- 1 small leek thinly sliced
- 1 carrot, diced
- 1 bunch kale, chopped
- 1 bunch silverbeet
- 1 zucchini, diced
- 3 stalks celery
- handful of baby spinach
- ½ bunch coriander roughly chopped
- 3 cups vegetable stock (we make our own stock)
- 1 red chilli , sliced
- 1 chilli pepper , sliced for garnish
- ½ c toasted pumpkin and sunflower seeds
- Coriander for garnish
- Greek yoghurt, for serving
- Sea salt to taste
- In a heavy bottom soup pot heat up a little olive oil over medium flame. Add the sliced leek and saute until translucent. Add the carrot, celery and zucchini and cook for about 5 minutes until they start to soften.

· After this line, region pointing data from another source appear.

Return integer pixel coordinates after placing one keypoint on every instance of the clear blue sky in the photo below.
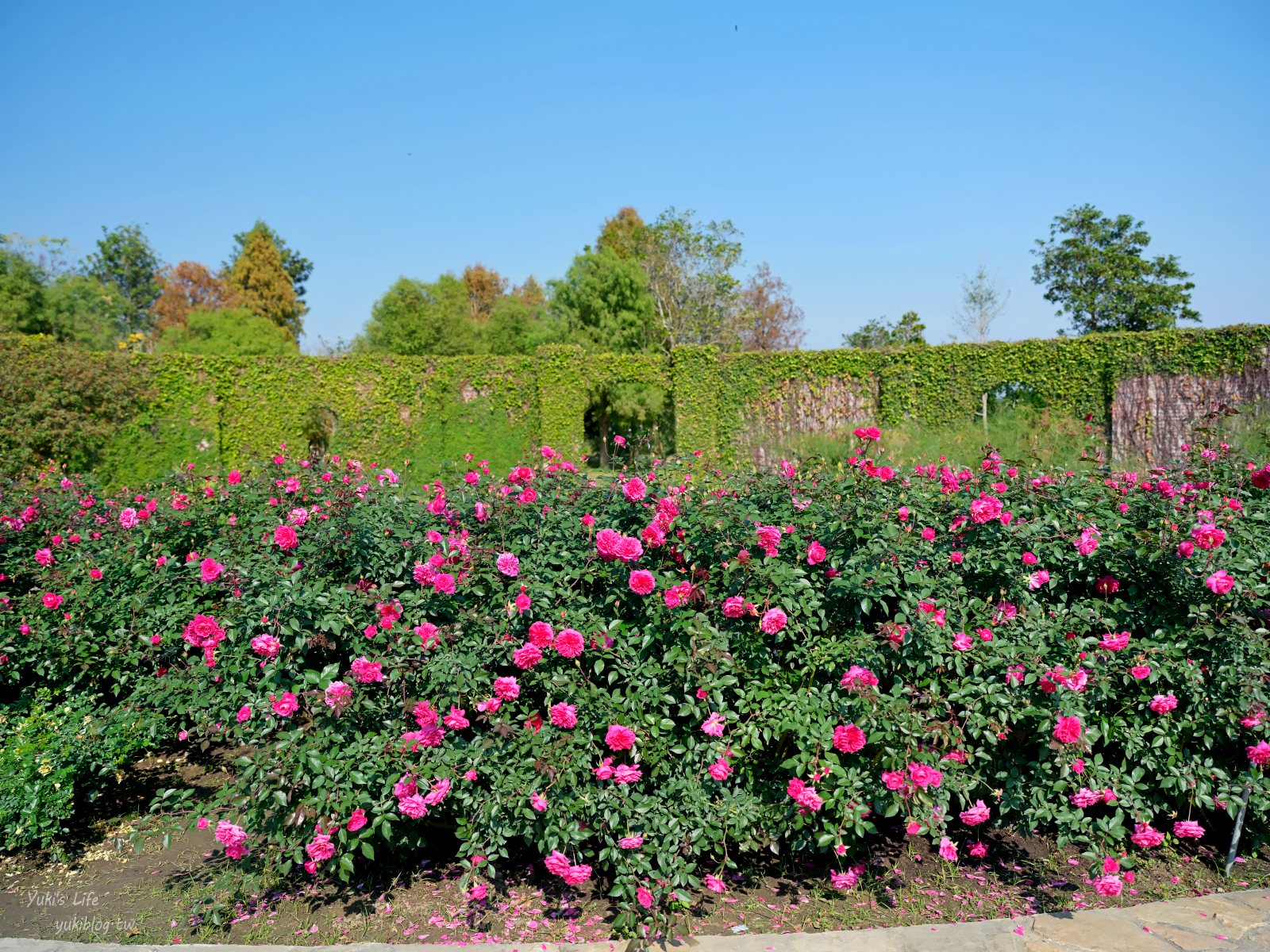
(872, 152)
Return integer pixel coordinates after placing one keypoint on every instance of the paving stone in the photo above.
(1189, 941)
(1096, 931)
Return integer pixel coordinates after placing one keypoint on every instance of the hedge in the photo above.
(135, 416)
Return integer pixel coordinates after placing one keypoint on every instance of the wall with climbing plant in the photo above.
(133, 416)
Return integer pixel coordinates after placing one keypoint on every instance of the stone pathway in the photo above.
(1232, 922)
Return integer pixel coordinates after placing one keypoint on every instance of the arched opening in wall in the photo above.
(1016, 419)
(321, 425)
(1015, 395)
(641, 414)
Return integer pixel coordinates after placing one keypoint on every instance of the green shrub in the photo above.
(56, 757)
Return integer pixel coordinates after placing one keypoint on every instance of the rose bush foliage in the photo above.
(647, 678)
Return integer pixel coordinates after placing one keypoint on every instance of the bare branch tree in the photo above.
(982, 302)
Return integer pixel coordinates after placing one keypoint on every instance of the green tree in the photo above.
(422, 317)
(298, 267)
(518, 327)
(126, 260)
(232, 332)
(1092, 267)
(878, 334)
(260, 283)
(695, 295)
(606, 302)
(82, 310)
(22, 292)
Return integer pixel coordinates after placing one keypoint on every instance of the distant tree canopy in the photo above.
(126, 263)
(260, 281)
(40, 296)
(233, 332)
(187, 287)
(878, 334)
(298, 267)
(1092, 267)
(606, 304)
(438, 317)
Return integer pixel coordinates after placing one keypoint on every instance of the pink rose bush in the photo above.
(578, 662)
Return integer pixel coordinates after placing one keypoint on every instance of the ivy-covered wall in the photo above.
(433, 410)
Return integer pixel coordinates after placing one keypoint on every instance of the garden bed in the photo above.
(103, 894)
(660, 698)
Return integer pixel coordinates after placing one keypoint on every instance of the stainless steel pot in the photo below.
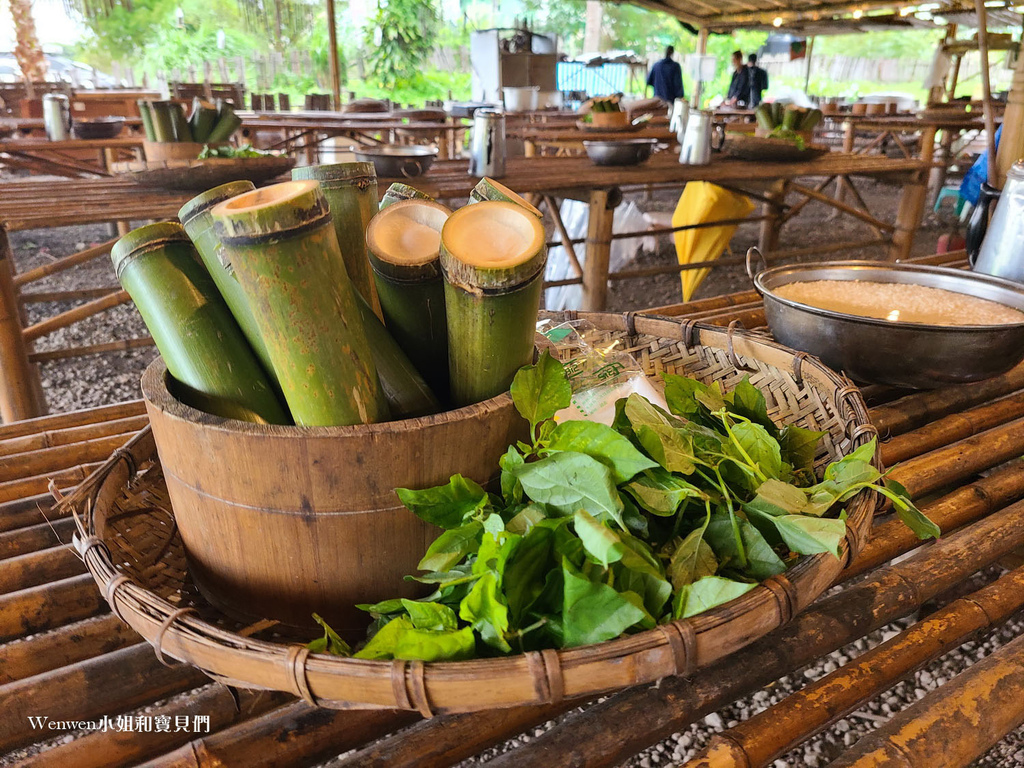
(392, 161)
(879, 351)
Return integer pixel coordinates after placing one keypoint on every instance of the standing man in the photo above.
(758, 79)
(667, 78)
(739, 86)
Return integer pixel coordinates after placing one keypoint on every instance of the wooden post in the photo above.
(332, 37)
(911, 204)
(595, 274)
(17, 398)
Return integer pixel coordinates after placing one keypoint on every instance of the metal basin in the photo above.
(620, 152)
(903, 354)
(392, 161)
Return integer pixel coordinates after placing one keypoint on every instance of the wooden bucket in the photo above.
(284, 521)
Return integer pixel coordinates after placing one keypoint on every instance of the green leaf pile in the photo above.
(603, 530)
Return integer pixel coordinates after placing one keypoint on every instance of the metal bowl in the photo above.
(620, 151)
(903, 354)
(393, 161)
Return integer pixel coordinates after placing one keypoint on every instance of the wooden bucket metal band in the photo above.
(546, 669)
(158, 639)
(784, 594)
(297, 666)
(683, 642)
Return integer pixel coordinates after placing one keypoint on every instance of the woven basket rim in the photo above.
(676, 648)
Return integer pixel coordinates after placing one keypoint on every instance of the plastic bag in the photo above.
(599, 371)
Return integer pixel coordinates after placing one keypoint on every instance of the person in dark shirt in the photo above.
(667, 78)
(739, 86)
(758, 80)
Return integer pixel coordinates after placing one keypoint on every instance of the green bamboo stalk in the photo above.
(350, 189)
(488, 189)
(411, 287)
(145, 113)
(493, 256)
(194, 330)
(282, 245)
(163, 126)
(399, 192)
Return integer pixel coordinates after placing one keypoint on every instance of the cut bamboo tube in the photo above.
(73, 419)
(920, 409)
(758, 740)
(294, 734)
(655, 712)
(307, 313)
(953, 463)
(410, 285)
(350, 192)
(493, 256)
(121, 750)
(41, 566)
(40, 536)
(54, 437)
(951, 428)
(54, 604)
(954, 724)
(65, 646)
(105, 685)
(204, 348)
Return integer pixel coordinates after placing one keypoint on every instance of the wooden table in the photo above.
(78, 662)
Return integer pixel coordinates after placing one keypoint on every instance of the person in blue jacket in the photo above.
(667, 78)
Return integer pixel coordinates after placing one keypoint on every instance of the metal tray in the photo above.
(879, 351)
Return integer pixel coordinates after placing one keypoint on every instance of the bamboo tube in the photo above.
(49, 605)
(399, 192)
(41, 566)
(954, 724)
(654, 712)
(350, 192)
(121, 750)
(65, 646)
(285, 253)
(104, 685)
(195, 217)
(202, 344)
(60, 457)
(493, 256)
(73, 419)
(758, 740)
(920, 409)
(951, 428)
(41, 536)
(52, 438)
(953, 463)
(271, 740)
(410, 285)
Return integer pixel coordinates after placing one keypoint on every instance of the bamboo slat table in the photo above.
(65, 656)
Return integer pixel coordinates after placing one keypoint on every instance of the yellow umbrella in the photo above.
(700, 202)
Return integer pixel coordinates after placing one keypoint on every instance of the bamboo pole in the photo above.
(105, 685)
(292, 735)
(591, 737)
(951, 428)
(49, 605)
(954, 724)
(921, 408)
(758, 740)
(65, 646)
(224, 707)
(39, 567)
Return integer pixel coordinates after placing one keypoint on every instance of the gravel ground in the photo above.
(102, 379)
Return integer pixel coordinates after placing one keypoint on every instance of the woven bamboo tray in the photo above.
(128, 540)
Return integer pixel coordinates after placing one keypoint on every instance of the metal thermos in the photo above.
(486, 151)
(56, 117)
(1003, 249)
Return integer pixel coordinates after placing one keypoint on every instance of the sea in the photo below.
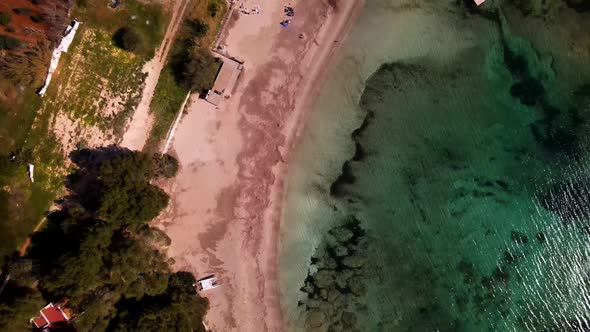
(442, 182)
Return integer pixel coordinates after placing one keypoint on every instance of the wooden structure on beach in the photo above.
(226, 79)
(51, 316)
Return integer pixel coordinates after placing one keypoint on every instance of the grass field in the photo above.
(169, 95)
(93, 92)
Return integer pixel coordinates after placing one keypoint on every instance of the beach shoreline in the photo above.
(226, 201)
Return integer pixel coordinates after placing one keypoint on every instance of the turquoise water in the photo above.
(445, 185)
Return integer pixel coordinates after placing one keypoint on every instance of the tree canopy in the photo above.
(99, 253)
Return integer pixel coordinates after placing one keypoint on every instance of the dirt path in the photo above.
(139, 127)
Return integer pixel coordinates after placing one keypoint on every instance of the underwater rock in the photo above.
(342, 234)
(340, 251)
(353, 261)
(337, 287)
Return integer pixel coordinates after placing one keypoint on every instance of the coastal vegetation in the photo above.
(93, 92)
(110, 265)
(190, 67)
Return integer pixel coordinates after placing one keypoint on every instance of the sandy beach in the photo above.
(225, 202)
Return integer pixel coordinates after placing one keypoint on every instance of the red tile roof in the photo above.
(39, 321)
(50, 315)
(53, 315)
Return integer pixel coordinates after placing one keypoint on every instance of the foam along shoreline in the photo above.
(225, 208)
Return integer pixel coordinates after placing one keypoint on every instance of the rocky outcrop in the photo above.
(335, 286)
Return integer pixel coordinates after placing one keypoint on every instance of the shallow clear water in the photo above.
(444, 185)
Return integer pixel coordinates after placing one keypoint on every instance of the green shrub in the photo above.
(9, 43)
(129, 40)
(212, 8)
(196, 70)
(5, 18)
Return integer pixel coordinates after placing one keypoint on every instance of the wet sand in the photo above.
(225, 208)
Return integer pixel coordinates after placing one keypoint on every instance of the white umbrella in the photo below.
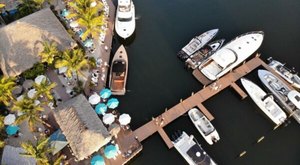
(9, 119)
(31, 93)
(108, 118)
(94, 99)
(73, 24)
(124, 119)
(39, 79)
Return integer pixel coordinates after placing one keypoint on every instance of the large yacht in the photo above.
(199, 57)
(204, 126)
(118, 72)
(125, 18)
(286, 73)
(232, 54)
(281, 92)
(191, 150)
(196, 43)
(265, 102)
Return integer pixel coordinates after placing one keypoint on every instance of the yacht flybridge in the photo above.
(125, 18)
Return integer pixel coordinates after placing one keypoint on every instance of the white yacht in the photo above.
(125, 18)
(196, 43)
(265, 102)
(286, 73)
(191, 150)
(204, 126)
(231, 55)
(199, 57)
(284, 95)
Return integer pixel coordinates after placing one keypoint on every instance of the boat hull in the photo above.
(123, 27)
(196, 43)
(201, 56)
(117, 83)
(285, 73)
(209, 133)
(266, 104)
(231, 55)
(281, 92)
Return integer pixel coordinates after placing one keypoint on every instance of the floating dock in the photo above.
(196, 100)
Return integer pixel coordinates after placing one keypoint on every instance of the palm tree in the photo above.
(30, 111)
(44, 89)
(49, 53)
(74, 60)
(39, 151)
(7, 85)
(92, 23)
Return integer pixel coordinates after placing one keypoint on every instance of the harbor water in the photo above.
(157, 78)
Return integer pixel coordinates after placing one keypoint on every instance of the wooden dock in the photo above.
(197, 99)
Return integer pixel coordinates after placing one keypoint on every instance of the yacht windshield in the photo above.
(124, 8)
(125, 19)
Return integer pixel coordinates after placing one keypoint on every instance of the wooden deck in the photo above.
(228, 80)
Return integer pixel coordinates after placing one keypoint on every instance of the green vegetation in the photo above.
(30, 111)
(7, 85)
(37, 69)
(44, 89)
(49, 53)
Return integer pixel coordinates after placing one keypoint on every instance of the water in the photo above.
(157, 79)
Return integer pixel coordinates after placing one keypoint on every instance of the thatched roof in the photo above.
(82, 127)
(11, 156)
(21, 41)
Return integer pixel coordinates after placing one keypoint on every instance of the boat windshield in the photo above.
(124, 8)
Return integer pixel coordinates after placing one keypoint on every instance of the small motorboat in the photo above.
(204, 126)
(199, 57)
(125, 18)
(191, 150)
(264, 101)
(118, 72)
(288, 74)
(285, 96)
(196, 43)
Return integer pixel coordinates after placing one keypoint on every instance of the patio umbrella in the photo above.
(88, 43)
(73, 24)
(124, 119)
(27, 84)
(112, 103)
(31, 93)
(65, 13)
(97, 160)
(12, 129)
(105, 93)
(101, 108)
(39, 79)
(108, 118)
(110, 151)
(62, 69)
(94, 99)
(9, 119)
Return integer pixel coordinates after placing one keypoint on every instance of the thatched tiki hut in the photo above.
(82, 127)
(21, 41)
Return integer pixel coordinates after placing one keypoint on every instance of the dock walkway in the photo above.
(196, 100)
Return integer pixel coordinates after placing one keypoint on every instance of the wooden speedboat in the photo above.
(119, 72)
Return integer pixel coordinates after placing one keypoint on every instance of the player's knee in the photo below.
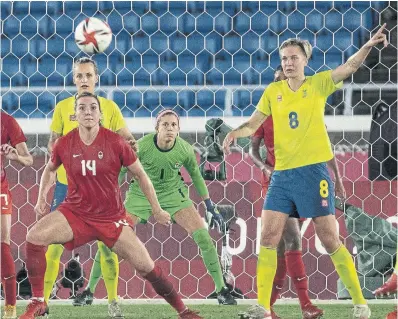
(54, 253)
(34, 237)
(292, 242)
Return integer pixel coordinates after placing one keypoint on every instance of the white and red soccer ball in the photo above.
(93, 35)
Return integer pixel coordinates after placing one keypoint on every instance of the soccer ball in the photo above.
(93, 35)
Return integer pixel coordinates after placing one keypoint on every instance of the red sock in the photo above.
(296, 271)
(164, 288)
(8, 275)
(279, 279)
(36, 265)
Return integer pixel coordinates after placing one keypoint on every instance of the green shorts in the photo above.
(171, 202)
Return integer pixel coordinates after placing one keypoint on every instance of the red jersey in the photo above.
(11, 133)
(92, 172)
(266, 132)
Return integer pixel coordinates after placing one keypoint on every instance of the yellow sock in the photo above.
(266, 269)
(345, 267)
(110, 270)
(53, 257)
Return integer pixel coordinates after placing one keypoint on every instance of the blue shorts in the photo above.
(304, 192)
(59, 195)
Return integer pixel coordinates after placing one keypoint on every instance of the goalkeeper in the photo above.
(162, 155)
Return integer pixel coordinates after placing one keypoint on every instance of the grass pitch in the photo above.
(379, 311)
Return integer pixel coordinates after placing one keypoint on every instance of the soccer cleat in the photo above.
(84, 298)
(361, 312)
(389, 287)
(256, 312)
(311, 311)
(393, 315)
(114, 310)
(35, 308)
(274, 315)
(224, 297)
(189, 314)
(10, 312)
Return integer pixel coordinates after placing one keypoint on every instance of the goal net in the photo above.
(205, 59)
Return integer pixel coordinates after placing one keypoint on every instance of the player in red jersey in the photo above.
(289, 252)
(93, 208)
(13, 147)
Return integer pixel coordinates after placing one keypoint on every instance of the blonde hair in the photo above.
(304, 45)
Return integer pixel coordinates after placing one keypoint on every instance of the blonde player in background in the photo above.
(85, 77)
(301, 179)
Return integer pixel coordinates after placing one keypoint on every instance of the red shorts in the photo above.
(6, 202)
(264, 190)
(85, 231)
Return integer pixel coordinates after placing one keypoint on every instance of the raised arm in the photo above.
(354, 62)
(246, 129)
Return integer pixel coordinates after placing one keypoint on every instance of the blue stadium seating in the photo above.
(175, 43)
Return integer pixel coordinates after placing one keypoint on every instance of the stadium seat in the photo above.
(333, 20)
(20, 9)
(214, 77)
(177, 8)
(222, 23)
(177, 77)
(278, 22)
(195, 43)
(250, 7)
(46, 102)
(286, 7)
(351, 20)
(259, 23)
(213, 7)
(115, 20)
(250, 42)
(168, 99)
(19, 46)
(195, 77)
(11, 27)
(149, 23)
(241, 61)
(123, 42)
(186, 24)
(168, 23)
(6, 8)
(46, 65)
(296, 21)
(204, 23)
(56, 46)
(241, 23)
(142, 77)
(46, 26)
(231, 7)
(314, 21)
(72, 8)
(232, 77)
(186, 99)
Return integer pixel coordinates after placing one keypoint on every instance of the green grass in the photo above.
(206, 311)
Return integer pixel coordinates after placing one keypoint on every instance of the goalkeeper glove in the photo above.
(214, 218)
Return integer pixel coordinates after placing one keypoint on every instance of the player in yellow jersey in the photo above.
(301, 180)
(85, 77)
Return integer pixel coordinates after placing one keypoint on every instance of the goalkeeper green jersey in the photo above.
(163, 166)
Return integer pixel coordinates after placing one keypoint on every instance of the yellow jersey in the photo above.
(64, 121)
(300, 135)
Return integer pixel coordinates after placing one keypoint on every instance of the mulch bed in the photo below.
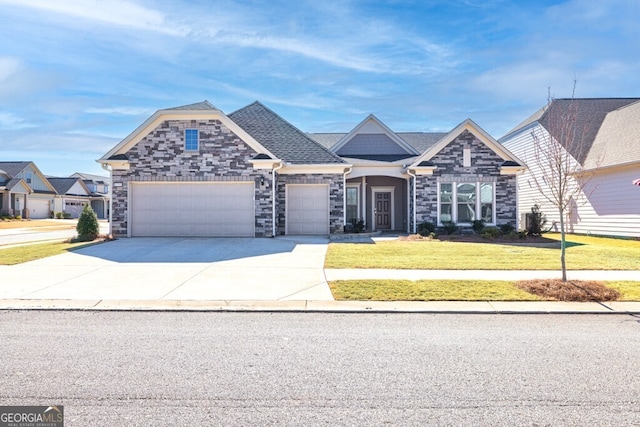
(571, 290)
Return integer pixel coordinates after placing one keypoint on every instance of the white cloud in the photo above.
(9, 121)
(121, 111)
(9, 67)
(114, 12)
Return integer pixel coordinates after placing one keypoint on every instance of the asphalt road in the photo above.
(196, 369)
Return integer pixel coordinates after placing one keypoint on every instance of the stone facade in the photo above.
(222, 157)
(485, 167)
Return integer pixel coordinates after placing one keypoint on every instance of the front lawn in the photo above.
(20, 254)
(449, 290)
(583, 253)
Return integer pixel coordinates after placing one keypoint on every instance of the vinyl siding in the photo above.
(609, 204)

- Stir in the kale and silverbeet and sauté until wilted, about 5 minutes. Pour in the vegetable stock and bring the soup to a gentle simmer. Allow to cook for a few minutes then stir in the baby spinach and chopped cilantro. Turn off the flame and cover with a lid. Allow the soup to sit for a few minutes until the spinach has wilted.
- Using a hand held immersion blender puree the soup to your liking, (I used the thermomix) adding more stock If you prefer a thinner consistency. Season to your taste with the sea salt an red pepper flakes.
- Serve with a drizzle of yoghurt, sprinkled with the seeds and garnished with coriander and chilli pepper slices.